The city filed suit Monday in a U.S. District Court in Norfolk and targets a Virginia law that prevents the removal of war memorials. The suit claims infringement of the First Amendment because the city is being forced to project a message it no longer supports.
“The purpose of this suit is to unbuckle the straitjacket that the Commonwealth has placed the city and the city council in,” Norfolk argues in its complaint. “Because the monument is the city’s speech, the city has a constitutional right to alter that speech, a right that the Commonwealth cannot take away.”

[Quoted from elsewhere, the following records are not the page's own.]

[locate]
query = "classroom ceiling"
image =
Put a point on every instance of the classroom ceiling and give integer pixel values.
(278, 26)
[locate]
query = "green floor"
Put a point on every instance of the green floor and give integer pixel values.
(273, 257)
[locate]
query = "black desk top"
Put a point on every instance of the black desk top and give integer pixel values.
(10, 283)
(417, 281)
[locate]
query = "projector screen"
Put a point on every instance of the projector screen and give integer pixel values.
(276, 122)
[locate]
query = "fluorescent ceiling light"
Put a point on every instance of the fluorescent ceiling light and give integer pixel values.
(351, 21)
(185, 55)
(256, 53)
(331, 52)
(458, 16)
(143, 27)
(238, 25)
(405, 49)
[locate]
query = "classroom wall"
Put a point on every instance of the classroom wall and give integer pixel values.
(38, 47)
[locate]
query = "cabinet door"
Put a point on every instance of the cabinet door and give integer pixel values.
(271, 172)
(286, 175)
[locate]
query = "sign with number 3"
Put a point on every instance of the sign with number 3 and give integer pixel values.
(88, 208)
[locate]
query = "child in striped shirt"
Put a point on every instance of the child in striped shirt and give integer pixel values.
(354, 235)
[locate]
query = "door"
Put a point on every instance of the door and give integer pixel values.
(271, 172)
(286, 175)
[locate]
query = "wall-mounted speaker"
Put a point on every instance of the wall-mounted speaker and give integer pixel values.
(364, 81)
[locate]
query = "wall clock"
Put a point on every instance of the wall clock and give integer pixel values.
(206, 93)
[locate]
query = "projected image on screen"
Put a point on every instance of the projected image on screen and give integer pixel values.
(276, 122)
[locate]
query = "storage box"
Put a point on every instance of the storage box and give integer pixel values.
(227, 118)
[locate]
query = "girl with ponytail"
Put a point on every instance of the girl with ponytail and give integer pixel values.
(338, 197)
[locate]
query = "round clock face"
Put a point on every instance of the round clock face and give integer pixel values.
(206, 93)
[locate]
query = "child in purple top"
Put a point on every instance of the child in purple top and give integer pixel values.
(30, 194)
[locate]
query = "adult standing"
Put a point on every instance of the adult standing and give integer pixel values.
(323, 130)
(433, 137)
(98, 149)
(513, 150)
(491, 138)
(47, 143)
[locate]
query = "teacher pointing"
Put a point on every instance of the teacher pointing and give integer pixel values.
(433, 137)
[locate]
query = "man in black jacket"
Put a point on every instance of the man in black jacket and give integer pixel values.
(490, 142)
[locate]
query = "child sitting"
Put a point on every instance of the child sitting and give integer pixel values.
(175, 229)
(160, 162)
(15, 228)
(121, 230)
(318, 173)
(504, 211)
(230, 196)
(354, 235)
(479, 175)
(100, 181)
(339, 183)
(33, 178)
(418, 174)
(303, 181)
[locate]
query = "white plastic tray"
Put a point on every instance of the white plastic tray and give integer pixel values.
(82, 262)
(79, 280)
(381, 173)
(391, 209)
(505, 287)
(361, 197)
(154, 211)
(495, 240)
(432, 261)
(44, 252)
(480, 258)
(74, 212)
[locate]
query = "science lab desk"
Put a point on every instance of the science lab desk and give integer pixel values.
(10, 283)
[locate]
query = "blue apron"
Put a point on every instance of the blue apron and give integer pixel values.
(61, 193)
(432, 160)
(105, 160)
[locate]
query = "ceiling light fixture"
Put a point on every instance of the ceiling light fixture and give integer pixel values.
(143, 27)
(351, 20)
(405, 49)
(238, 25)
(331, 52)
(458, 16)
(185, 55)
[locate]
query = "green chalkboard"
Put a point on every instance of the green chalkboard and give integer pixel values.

Norfolk owns the monument, which includes a statue of a Confederate soldier nicknamed “Johnny Reb,” as well as the seal of the Confederacy. The Council voted in 2017 to move the monument to a cemetery.
Built in 1907, the monument was one of many erected across the southern United States between 1890 and 1919, well after the Civil War’s 1865 conclusion. The Reconstruction era had ended. And an interpretation of that war that historians call the Lost Cause had emerged that romanticized the South and de-emphasized slavery.
The defendants in Norfolk’s suit are the state of Virginia, state Attorney General Mark Herring and Norfolk Commonwealth’s Attorney Gregory Underwood. The offices of Herring and Underwood did not immediately respond to emails seeking comment.
University of Virginia law professor Richard C. Schragger said Norfolk’s lawsuit makes a relatively “novel legal claim that hasn’t been tested in federal court yet.”
Schragger said Tuesday that there is legal precedent for the free speech rights of corporations. But he said on the federal level, “it’s not entirely clear that a city can bring a First Amendment claim against a state.”